Et c'est alors au gaz... de camping que nous cuisinons, façon de parler. Demain, cinquième journée avec si peu d’électricité... sauf miracle. En tout cas dans notre immeuble, c’est à tour de rôle que nous avons donné à manger à Nina et à Gatoúlis, chats adespotes vivant sous notre immeuble qu’il ne faut surtout pas oublier. Argýris, gatophile attitré de l’immeuble d’en face a même fait mieux. Il a obtenu de sa copropriété, l’autorisation d’ouvrir une partie de la cave pour permettre aux adespotes d’y passer la nuit. Voilà pour le premier miracle, sans doute... et sans l’électricité.

Au gaz... de camping. Athènes, février 2021

Plus au nord en Attique, il n'y a même pas ce minimum d’électricité et parfois, il n'y a plus d'eau non plus comme on sait. Nous souffrons déjà un premier rhume, de mal au dos ; nous comptons surtout sur le retour du soleil... comme autant sur la fin de l'UE. Et c’est vrai que le soleil est revenu bien avant l’électricité ; toujours sans leurs frigidaires, les habitants du quartier font déjà la queue devant la superette pour y trouver... leur bonheur d’urgence. Image... insolite.

Le soleil est revenu. Athènes, février 2021

Ceux de Thessalonique, et plus généralement les Grecs du nord se moquent déjà un peu des problèmes des Athéniens. Certes, disposer de plusieurs engins pour déneiger comme en Thessalie, cela n'a pas de sens à Athènes ; par contre, l’abandon de l’entretien du réseau d’électricité, dont des arbres situés autour des pilonnes compris, c’est une autre chose.

Personne n’a pensé enterrer le réseau par endroits si besoin, et ensuite, la... découpe de la Régie ex-nationale DEI en quatre branches à moitié privatisées, sa fragilisation, le fait d'avoir divisé son personnel d’origine par deux en plus de la sous-traitance attelée... à sous la sous-traitance, ce sont finalement des choix politiques volontairement assassins, de surcroît européistes dans notre cas. Deux personnes âgées, médicalement et mécaniquement assistées à domicile, sont mortes sur l’île d’Eubée suite au non rétablissement du courant électrique.

Habitants du quartier devant la superette. Athènes, février 2021

Alors... voilà, froid et neige et enfin une meilleure météo dès hier mercredi. Nos deux chats sont pourtant perturbés, surtout Hermès, normalement ils n'ont pas si facilement froid, je n'arrive pas à comprendre.

Ah, le général hiver, le colonel Mitsotákis, la division “Das Reich” européiste, et en plus, ces autres rapaces bien de chez nous. Et dire qu'il y a encore ceux qui se disent patriotes et souverainistes mais qui voient l'UE comme toujours étant... une entité naturelle. De la météo en somme. En attendant, les médias mainstream, reproduisant les déclarations du sociopathe Mitsotákis ont... assuré les Grecs que “le programme de vaccination se poursuivra sans entraves”.
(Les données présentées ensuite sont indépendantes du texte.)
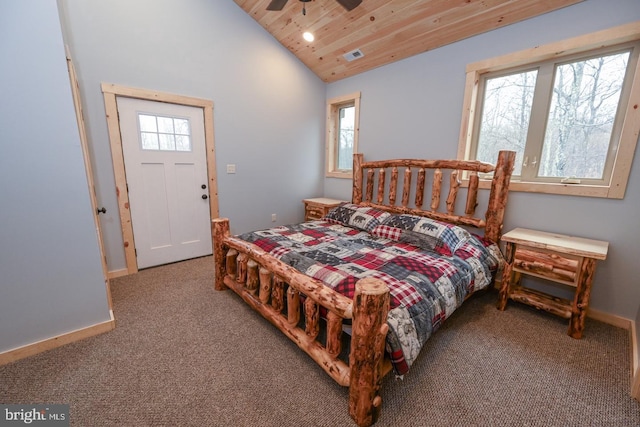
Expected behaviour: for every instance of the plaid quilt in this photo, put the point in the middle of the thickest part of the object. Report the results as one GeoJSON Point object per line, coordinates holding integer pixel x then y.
{"type": "Point", "coordinates": [427, 283]}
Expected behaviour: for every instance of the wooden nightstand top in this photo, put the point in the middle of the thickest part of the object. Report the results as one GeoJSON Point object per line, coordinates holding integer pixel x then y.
{"type": "Point", "coordinates": [579, 246]}
{"type": "Point", "coordinates": [324, 201]}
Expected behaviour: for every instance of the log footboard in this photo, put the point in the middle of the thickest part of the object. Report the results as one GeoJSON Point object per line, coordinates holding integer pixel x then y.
{"type": "Point", "coordinates": [274, 290]}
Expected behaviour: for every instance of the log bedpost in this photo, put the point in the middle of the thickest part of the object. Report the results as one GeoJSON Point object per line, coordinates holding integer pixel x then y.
{"type": "Point", "coordinates": [499, 194]}
{"type": "Point", "coordinates": [219, 231]}
{"type": "Point", "coordinates": [356, 196]}
{"type": "Point", "coordinates": [369, 330]}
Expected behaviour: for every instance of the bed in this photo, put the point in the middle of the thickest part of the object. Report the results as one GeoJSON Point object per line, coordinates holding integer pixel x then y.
{"type": "Point", "coordinates": [363, 288]}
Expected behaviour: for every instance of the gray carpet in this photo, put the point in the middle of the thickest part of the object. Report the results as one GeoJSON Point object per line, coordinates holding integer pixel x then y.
{"type": "Point", "coordinates": [183, 354]}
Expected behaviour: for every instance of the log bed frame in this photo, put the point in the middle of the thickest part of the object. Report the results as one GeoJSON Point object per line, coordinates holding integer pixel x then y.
{"type": "Point", "coordinates": [273, 288]}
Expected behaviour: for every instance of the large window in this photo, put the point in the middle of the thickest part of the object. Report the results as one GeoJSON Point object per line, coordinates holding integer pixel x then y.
{"type": "Point", "coordinates": [342, 134]}
{"type": "Point", "coordinates": [569, 115]}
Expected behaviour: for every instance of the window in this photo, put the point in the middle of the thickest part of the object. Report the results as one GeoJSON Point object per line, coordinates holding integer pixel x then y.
{"type": "Point", "coordinates": [566, 109]}
{"type": "Point", "coordinates": [164, 133]}
{"type": "Point", "coordinates": [342, 135]}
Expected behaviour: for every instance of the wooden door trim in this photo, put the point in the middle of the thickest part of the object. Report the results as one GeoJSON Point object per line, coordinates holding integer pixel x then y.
{"type": "Point", "coordinates": [110, 92]}
{"type": "Point", "coordinates": [75, 93]}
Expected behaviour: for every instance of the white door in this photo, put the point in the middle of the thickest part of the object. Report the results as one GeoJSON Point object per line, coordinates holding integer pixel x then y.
{"type": "Point", "coordinates": [165, 165]}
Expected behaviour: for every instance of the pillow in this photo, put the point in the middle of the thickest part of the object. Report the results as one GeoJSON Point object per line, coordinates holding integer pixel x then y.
{"type": "Point", "coordinates": [425, 233]}
{"type": "Point", "coordinates": [356, 216]}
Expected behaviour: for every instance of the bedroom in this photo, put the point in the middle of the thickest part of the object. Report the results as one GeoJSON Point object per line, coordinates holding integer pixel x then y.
{"type": "Point", "coordinates": [269, 106]}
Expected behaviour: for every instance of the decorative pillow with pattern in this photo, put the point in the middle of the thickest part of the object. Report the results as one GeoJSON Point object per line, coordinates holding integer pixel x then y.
{"type": "Point", "coordinates": [425, 233]}
{"type": "Point", "coordinates": [356, 216]}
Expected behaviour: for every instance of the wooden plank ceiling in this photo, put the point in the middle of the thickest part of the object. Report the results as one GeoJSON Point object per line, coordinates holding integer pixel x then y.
{"type": "Point", "coordinates": [384, 30]}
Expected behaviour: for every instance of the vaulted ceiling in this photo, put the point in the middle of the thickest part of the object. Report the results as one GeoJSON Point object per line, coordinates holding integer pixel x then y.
{"type": "Point", "coordinates": [384, 31]}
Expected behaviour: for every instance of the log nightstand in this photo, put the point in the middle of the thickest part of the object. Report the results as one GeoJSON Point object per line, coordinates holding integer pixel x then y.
{"type": "Point", "coordinates": [319, 207]}
{"type": "Point", "coordinates": [562, 259]}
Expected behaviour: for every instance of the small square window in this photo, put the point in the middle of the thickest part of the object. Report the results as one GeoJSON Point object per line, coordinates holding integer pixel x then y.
{"type": "Point", "coordinates": [164, 133]}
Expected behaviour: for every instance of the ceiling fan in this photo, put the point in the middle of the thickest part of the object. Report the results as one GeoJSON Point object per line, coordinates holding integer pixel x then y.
{"type": "Point", "coordinates": [347, 4]}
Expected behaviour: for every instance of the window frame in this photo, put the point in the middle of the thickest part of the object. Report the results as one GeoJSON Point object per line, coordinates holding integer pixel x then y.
{"type": "Point", "coordinates": [627, 138]}
{"type": "Point", "coordinates": [332, 133]}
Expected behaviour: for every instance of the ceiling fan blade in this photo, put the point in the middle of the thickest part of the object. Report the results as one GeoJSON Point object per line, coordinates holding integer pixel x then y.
{"type": "Point", "coordinates": [277, 4]}
{"type": "Point", "coordinates": [349, 4]}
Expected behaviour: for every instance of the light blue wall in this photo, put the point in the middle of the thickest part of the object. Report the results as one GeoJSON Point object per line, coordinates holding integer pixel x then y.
{"type": "Point", "coordinates": [51, 279]}
{"type": "Point", "coordinates": [413, 108]}
{"type": "Point", "coordinates": [268, 107]}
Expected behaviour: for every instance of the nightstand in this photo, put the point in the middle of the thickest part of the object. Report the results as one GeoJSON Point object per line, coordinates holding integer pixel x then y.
{"type": "Point", "coordinates": [319, 207]}
{"type": "Point", "coordinates": [568, 260]}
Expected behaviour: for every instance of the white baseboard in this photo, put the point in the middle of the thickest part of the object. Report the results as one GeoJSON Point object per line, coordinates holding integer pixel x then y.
{"type": "Point", "coordinates": [635, 385]}
{"type": "Point", "coordinates": [57, 341]}
{"type": "Point", "coordinates": [117, 273]}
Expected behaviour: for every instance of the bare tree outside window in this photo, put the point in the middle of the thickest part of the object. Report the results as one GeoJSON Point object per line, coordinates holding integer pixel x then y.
{"type": "Point", "coordinates": [586, 95]}
{"type": "Point", "coordinates": [559, 118]}
{"type": "Point", "coordinates": [505, 116]}
{"type": "Point", "coordinates": [346, 136]}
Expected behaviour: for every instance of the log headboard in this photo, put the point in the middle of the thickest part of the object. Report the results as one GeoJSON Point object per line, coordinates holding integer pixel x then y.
{"type": "Point", "coordinates": [384, 175]}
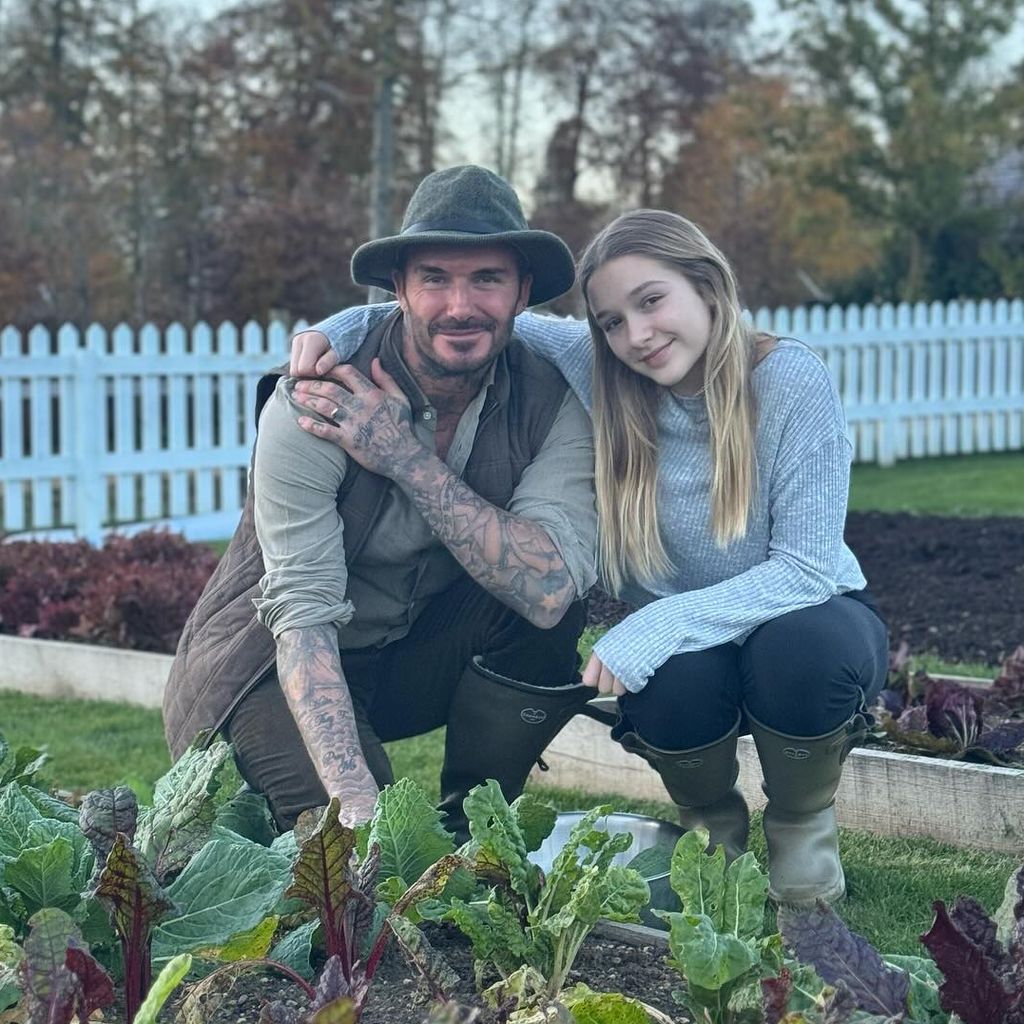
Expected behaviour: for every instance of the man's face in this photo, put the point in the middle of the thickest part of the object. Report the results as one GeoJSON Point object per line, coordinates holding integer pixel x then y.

Le pays réel en rigole, déjà que de bien nombreuses doses issues de Pfizer, stockées dans ces congélateurs adéquats à une température de -70 degrés Celsius ont été perdues car les équipiers locaux aux commandes, ont oublié d’acheter des générateurs... contrairement à tous les entrepreneurs sérieux du pays, hôteliers, restaurateurs, bouchers ou épiciers. Kikílias, le ministrion installé à la Santé Publique, ami et protégé des loges maçonniques d’Athènes est aux dires de tous un hébété fini. Visiblement, le niveau n’est plus ce qu’il était, y compris chez les... initiés historiques. Panne... de courant !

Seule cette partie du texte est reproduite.